Tabachnick & Fidell (2019) give us several commonly used methods for handling missing data values values. 

1. Remove any records that contain missing data 
>- If only a few records/cases have missing data and they seem to be a random subsample of the whole sample, deletion can be a good method of dealing with missing data
2. Estimating missing data
>- A second option is to estimate (impute) missing values and then use the estimates during analysis. Here are some common estimation methods
>>- Use prior knowledge to estimate the value. Here, the analyst/researcher replaces missing values with an educated case based on expertise in the area. 
>>- Mean replacement. Calculate the overall mean of the feature and impute that for all missing values. In absence of all other information, the mean is the best guess about the value of a feature/variable
>>- Median replacement. Calculate the median of the feature and impute that for all missing values
>>- Regression replacement. A more sophisticated approach would be to use a regression model and impute missing values based on the values of other features that we do have data on

#### Regardless of what method is used for missing data, it is recommended to:
1. Create a new feature that stores information on whether or not missing data was imputed
>- This is a binary column (usually 0's and 1's) indicating if missing data was imputed for a record or not
2. Repeat the analysis with and without missing data and imputation methods and determine if conclusions are the same under each circumstance

#### Reference: Tabachnick & Fidell (2019). *Using Multivariate Statistics*. Pearson.

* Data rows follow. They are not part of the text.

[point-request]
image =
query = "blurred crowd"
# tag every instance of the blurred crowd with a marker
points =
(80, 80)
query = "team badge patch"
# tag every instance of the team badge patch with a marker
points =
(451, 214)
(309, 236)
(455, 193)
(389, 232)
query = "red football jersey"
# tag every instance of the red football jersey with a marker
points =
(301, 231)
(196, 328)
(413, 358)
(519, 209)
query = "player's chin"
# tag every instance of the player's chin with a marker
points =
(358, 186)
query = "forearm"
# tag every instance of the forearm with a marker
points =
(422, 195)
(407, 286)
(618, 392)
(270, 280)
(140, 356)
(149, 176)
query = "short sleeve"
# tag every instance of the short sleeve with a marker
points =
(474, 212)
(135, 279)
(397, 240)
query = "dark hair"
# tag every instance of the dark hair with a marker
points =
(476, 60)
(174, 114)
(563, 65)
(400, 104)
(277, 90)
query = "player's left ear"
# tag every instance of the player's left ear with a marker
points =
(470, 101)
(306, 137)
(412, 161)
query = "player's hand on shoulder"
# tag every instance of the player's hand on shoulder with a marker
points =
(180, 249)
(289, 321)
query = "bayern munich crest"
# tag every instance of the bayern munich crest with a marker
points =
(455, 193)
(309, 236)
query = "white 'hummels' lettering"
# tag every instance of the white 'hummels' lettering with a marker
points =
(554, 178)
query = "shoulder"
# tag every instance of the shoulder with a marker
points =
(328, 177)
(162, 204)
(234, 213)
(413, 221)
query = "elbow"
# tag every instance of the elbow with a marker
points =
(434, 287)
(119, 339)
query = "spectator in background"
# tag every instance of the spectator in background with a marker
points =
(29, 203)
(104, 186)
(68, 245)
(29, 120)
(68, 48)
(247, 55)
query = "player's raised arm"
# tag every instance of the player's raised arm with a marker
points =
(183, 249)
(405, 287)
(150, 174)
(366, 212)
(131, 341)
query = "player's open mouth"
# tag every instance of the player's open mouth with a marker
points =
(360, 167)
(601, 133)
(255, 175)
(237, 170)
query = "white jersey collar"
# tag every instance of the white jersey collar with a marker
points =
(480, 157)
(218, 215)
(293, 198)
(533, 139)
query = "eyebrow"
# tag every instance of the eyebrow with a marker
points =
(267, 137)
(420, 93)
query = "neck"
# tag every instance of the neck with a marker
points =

## Practice imputing mean values for missing data

### Q7:  Calculate the mean price and store the mean in a variable, `meanPrice`
>- Round to two decimal places

In [21]:
meanPrice=round(data['price'].mean(),2)
meanPrice

NameError: name 'data' is not defined

In [22]:
data['price']=data['price'].fillna(meanPrice)
# change the price field by filling all occurrences to our meanPrice variable
data

NameError: name 'data' is not defined

### Q7: Create a column, `imputeFlag`, that stores a 1 if the record used the meanPrice and a 0 if it does not

In [23]:
data['imputeFlag']= [1 if x==35.36 else 0 for x in data['price']]



NameError: name 'data' is not defined

In [24]:
data

NameError: name 'data' is not defined

### We can do similar things with the `map()` function
>- `map()` is used to substitute each value in a Series with another value
>- General syntax: `Series.map(arg,na_action=None)`
>>- Where *arg* can be a function, a dictionary, or a Series

Source: https://pandas.pydata.org/pandas-docs/stable/reference/api/pandas.Series.map.html

>- For example, `data['price'].map(lambda row: 0 if row >0 else 1)` uses a lambda function as the *arg* passed to *map()* to transform all the values in the `price` column to a Series of 0's or 1's based on the logic used in the lambda function
>- You could also define your own function and then pass that function into *map()* 

### Q8: Replace null values for `designation` with 'NO DESIGNATION'

In [25]:
data['designation']=data['designation'].map(lambda row: "NO DESIGNATION" if pd.isnull(row) else row)
#change the designation field in our data to change all null instances to 'NO DESIGNATION'

NameError: name 'data' is not defined

#### Show the first five records of `wine` with all of your changes

In [26]:
data.head(5)

NameError: name 'data' is not defined

#### Show all the column names in `data`

In [27]:
data.columns

NameError: name 'data' is not defined

#### Show the total null values in each column in `wine`

In [28]:
data.isnull().sum(axis=0)

NameError: name 'data' is not defined